Date of Award


Degree Name

Master of Science in Occupational Therapy


Occupational Therapy

Project Chairperson

Sheryl Zylstra

Second Advisor

Renee Watling

Third Advisor

Maggie Hayes


Feeding therapy, Sensory-based, Children, Feeding challenges


This project was completed in collaboration with Hannah Michlmayer (OTR/L) at Therapy Services for Children in Seattle, Washington. The research team conducted a literature review to investigate the following question: For children ages 3-12 with sensory-based feeding challenges, what are the most effective interventions to improve dietary diversity and/or food acceptance? Evidence indicates that ABA-based interventions are the most studied, followed by video modeling and caregiver/parent training. These approaches demonstrate short-term increases in consumption and dietary variety. Most studies had small sample sizes with minimal long-term follow-up.
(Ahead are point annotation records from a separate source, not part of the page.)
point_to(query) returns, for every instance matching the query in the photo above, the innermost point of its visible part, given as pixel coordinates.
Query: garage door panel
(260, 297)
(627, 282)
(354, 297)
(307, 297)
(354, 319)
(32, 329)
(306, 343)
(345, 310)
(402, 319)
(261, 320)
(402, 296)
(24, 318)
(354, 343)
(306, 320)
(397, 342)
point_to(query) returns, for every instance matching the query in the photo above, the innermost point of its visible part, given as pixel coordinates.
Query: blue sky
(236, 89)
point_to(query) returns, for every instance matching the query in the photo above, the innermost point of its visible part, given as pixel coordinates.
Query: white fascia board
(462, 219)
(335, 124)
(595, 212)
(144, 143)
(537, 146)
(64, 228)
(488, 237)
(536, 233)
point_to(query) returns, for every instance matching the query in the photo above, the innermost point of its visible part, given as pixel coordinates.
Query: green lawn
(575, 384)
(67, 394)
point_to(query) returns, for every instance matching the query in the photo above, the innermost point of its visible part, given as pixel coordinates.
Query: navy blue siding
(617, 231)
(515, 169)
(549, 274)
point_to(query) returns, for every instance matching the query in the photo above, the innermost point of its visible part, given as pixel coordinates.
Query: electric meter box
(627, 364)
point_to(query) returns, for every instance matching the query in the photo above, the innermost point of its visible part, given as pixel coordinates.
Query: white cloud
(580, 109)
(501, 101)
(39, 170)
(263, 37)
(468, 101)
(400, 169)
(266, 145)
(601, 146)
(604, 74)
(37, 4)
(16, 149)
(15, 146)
There is a lack of research on group interventions, the SOS approach, and other sensory-based interventions (all used in OT practice). Further research in the following domains is strongly recommended: long-term follow-up studies, group feeding therapy approaches, sensory-based interventions, qualitative research, and higher level study designs.
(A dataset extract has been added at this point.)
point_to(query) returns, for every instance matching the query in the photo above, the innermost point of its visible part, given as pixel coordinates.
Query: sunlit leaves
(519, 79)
Knowledge translation (KT) activities focused on helping the collaborator improve service delivery of the SOS method and data collection on its effectiveness. Current caregiver/parent education materials were modified to increase accessibility for families to track their child’s progress at home, and a home documentation log was created to facilitate more robust progress tracking over time. Generalizable conclusions about the effectiveness of each KT activity cannot be drawn due to the small sample size of feedback providers. However, feedback received indicates the home documentation log was understandable and easy to use for caregivers/parents, and an effective progress monitoring tool for the collaborator. Collaborator feedback also indicated increased accessibility of caregiver/parent education materials. This suggests potential for home documentation and caregiver/parent education materials to facilitate increased progress tracking and understanding of the SOS feeding approach.